Kepemimpinan dalam Islam
Tinta Media - Galuh Muda menggelar sebuah diskusi dengan tema "Menguji Kapabilitas Calon Bupati Kabupaten Bandung." Acara ini menjadi wadah bagi Gen Z untuk menguji kapabilitas para calon bupati. Dari dua calon bupati yang diundang, hanya Dadang Supriatna yang hadir dan berdiskusi dengan Gen Z. Acara ini menjadi kesempatan bagi para calon bupati untuk mendengarkan aspirasi dan kritik langsung dari generasi muda.
Gen Z berharap,
calon pemimpin tidak cukup dengan popularitas dan modal tampang saja, tetapi harus mempunyai kapabilitas mumpuni dan komitmen yang tinggi untuk menyejahterakan masyarakat.

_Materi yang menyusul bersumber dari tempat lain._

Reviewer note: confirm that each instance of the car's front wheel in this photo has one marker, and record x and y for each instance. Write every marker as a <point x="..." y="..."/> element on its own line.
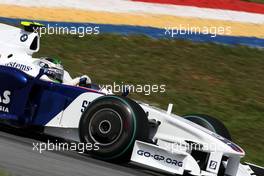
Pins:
<point x="113" y="123"/>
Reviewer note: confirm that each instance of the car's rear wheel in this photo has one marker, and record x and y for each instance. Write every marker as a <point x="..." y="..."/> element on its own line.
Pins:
<point x="113" y="123"/>
<point x="209" y="123"/>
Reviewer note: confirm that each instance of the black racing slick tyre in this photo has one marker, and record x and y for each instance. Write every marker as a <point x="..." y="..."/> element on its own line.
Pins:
<point x="113" y="123"/>
<point x="209" y="123"/>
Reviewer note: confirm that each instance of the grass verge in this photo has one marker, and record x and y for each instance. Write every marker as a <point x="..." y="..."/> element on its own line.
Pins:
<point x="222" y="81"/>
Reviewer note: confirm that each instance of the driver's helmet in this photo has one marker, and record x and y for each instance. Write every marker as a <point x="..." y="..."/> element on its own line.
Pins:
<point x="53" y="67"/>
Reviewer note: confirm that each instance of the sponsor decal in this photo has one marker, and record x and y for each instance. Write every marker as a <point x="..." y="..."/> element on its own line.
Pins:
<point x="229" y="143"/>
<point x="23" y="37"/>
<point x="213" y="165"/>
<point x="4" y="101"/>
<point x="160" y="158"/>
<point x="21" y="67"/>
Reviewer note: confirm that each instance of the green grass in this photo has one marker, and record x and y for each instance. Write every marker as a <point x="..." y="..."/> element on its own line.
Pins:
<point x="222" y="81"/>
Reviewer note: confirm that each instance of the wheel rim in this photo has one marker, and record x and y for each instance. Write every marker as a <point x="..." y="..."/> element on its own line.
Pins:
<point x="105" y="127"/>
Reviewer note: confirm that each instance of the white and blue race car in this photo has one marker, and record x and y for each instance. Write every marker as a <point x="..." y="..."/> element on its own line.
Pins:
<point x="123" y="129"/>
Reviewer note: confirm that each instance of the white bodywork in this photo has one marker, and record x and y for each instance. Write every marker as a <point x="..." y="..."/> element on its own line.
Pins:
<point x="171" y="149"/>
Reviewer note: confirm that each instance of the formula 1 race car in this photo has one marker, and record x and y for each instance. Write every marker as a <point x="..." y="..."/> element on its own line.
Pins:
<point x="123" y="129"/>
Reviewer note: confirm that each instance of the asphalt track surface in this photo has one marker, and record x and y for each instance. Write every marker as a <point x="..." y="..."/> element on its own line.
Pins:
<point x="18" y="158"/>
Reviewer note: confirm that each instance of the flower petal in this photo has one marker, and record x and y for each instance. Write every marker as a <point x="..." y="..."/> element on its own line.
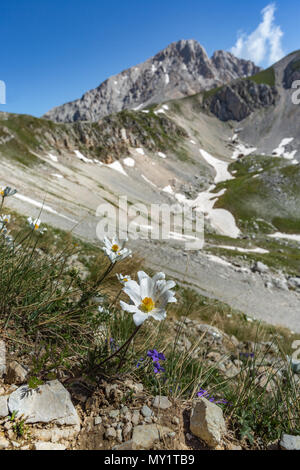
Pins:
<point x="128" y="308"/>
<point x="139" y="318"/>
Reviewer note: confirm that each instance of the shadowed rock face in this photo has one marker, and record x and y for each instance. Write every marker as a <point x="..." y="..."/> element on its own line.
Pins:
<point x="238" y="100"/>
<point x="180" y="70"/>
<point x="292" y="72"/>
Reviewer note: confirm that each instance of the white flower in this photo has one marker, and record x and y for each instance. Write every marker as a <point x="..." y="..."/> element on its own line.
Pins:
<point x="123" y="279"/>
<point x="149" y="297"/>
<point x="5" y="219"/>
<point x="34" y="224"/>
<point x="115" y="250"/>
<point x="103" y="310"/>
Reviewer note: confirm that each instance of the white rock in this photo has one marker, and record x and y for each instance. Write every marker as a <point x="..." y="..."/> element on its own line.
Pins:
<point x="144" y="437"/>
<point x="48" y="446"/>
<point x="110" y="433"/>
<point x="56" y="434"/>
<point x="50" y="402"/>
<point x="290" y="442"/>
<point x="207" y="422"/>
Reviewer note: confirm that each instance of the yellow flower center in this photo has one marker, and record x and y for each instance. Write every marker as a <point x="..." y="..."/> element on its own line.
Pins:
<point x="147" y="304"/>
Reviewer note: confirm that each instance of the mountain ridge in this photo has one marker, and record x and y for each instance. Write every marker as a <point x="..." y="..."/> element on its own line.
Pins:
<point x="182" y="69"/>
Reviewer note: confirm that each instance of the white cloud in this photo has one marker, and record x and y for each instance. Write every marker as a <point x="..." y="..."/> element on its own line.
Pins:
<point x="264" y="44"/>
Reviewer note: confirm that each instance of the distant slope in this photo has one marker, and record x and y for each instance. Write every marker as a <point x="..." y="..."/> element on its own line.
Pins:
<point x="182" y="69"/>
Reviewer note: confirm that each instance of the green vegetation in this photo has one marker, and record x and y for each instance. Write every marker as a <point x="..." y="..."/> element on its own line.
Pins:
<point x="266" y="77"/>
<point x="263" y="188"/>
<point x="49" y="316"/>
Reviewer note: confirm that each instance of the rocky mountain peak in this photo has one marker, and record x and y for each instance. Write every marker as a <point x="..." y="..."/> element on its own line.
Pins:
<point x="181" y="69"/>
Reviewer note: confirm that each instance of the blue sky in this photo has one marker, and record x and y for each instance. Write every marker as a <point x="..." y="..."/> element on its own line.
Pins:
<point x="52" y="51"/>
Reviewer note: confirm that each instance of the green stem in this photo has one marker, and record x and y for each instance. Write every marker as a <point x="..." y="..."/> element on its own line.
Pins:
<point x="127" y="343"/>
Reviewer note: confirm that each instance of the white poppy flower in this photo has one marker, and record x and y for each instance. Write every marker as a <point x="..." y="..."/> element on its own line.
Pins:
<point x="123" y="279"/>
<point x="103" y="310"/>
<point x="34" y="224"/>
<point x="149" y="297"/>
<point x="115" y="250"/>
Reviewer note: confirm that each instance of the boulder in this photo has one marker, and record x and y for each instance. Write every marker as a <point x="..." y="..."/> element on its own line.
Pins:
<point x="16" y="373"/>
<point x="48" y="446"/>
<point x="161" y="403"/>
<point x="145" y="436"/>
<point x="2" y="358"/>
<point x="261" y="267"/>
<point x="50" y="402"/>
<point x="207" y="422"/>
<point x="290" y="442"/>
<point x="4" y="406"/>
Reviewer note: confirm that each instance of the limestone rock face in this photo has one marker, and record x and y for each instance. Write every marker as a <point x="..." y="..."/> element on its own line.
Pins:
<point x="239" y="99"/>
<point x="48" y="403"/>
<point x="145" y="436"/>
<point x="207" y="422"/>
<point x="292" y="72"/>
<point x="181" y="69"/>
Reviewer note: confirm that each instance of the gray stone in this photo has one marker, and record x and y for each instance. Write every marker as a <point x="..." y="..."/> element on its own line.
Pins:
<point x="261" y="267"/>
<point x="186" y="66"/>
<point x="50" y="402"/>
<point x="207" y="422"/>
<point x="2" y="358"/>
<point x="290" y="442"/>
<point x="4" y="406"/>
<point x="161" y="402"/>
<point x="55" y="434"/>
<point x="16" y="373"/>
<point x="144" y="437"/>
<point x="48" y="446"/>
<point x="136" y="417"/>
<point x="146" y="411"/>
<point x="114" y="414"/>
<point x="128" y="445"/>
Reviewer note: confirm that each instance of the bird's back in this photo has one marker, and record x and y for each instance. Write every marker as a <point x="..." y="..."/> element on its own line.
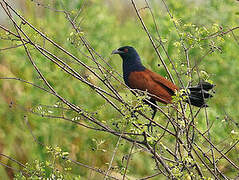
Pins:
<point x="160" y="88"/>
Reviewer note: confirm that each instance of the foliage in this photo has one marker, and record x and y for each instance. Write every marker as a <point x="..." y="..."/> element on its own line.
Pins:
<point x="198" y="30"/>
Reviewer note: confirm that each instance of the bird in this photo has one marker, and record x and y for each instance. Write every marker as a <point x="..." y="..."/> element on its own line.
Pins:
<point x="137" y="76"/>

Saat ini, sedang ramai orang berlomba-lomba mengejar jabatan, berebut kedudukan, bahkan menjadikannya sebagai sebuah obsesi hidup. Jabatan dipandang sebagai sebuah “aset”, karena berkonsekwensi mendatangkan keuntungan, kemudahan, dan setumpuk keistimewaan lainnya. Mereka saling berebut mengejar jabatan, kedudukan, tanpa mengetahui bagaimana kemampuannya, layak atau dirinya daimemegang jabatan (kepemimpinan) tersebut.
Kemampuan berpolitik menuntut seseorang untuk memiliki kemampuan mengurus rakyat yang didasarkan atas pengalaman-pengalaman berpolitik secara intens dan kontinyu. Politik dalam pemerintahan demokrasi memang identik dengan kepentingan dan kekuasaan yang seakan-akan tidak berbatas. Dalam sistem demokrasi pasti terjadi kompromi-kompromi sesuai kepentingan masing-masing, baik antara personal, partai politik, ataupun kompromi politik dengan rezim zalim sekalipun.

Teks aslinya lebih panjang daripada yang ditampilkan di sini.